Wednesday, September 17, 2003

[Music || Jessica Simpson, "In This Skin"]
Can I handle it? I'm putting in and I'm trying but I'm not passing.

I studied Astronomy for my first quiz but instead, I studied the wrong thing. Perhaps this is a learning experience, but I don't want to end up failing my first classes in college.

Over the weekend, I botched up an essay for my Beca class I'm not too proud of. I just hope that I did okay.
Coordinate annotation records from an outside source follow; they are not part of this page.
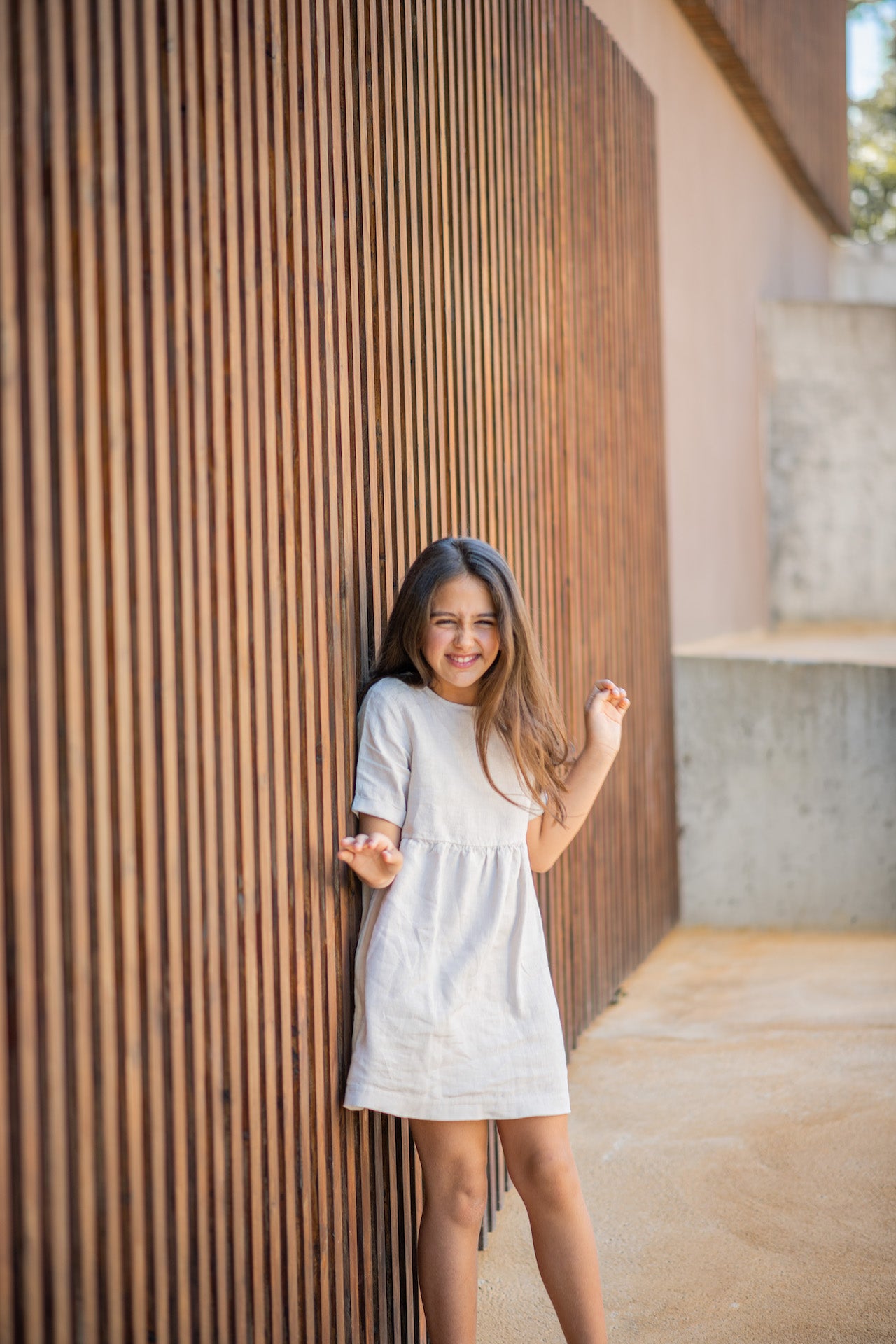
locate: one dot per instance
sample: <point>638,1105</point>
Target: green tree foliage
<point>872,155</point>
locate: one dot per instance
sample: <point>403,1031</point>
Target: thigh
<point>453,1152</point>
<point>536,1147</point>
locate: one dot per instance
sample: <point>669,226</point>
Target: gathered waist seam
<point>465,844</point>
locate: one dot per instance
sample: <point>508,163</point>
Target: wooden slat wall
<point>286,290</point>
<point>786,61</point>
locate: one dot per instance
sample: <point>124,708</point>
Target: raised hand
<point>603,714</point>
<point>372,857</point>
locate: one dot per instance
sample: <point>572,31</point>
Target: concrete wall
<point>732,232</point>
<point>786,777</point>
<point>830,409</point>
<point>862,273</point>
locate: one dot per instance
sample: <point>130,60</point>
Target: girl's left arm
<point>603,714</point>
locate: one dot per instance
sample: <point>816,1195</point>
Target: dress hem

This afternoon (and for the last five days), I've been slaving over my English essay. I've finally pieced together something I am not too ashamed of. I know my first essay I turned in on Tuesday was something I would've done in Ms. Burkhart's AP class and know I don't expect anything but a "C-." Now I reworked the whole point and formed something I can grasp and not B.S.

All of this, and I'm on my own trying to adapt and handle newfound responsibilities. Maybe this eye opening experience will teach me more about myself than I will ever know... regardless of my decision at the end of the year.

This weekend, I will try to fit in homework AND writing back. I am having fun here and met some great new people, but I still need to keep in contact with my bosom buddies. :-)

BTW, I have seen some changes in me. I use to be a lot more energetic and 'krazy' but I'm laying down low here. I'm more reserved and blah... aka non-interesting. Who knows, I hope I don't lose that part of myself... I am so c-c-c-razy! I want to believe that!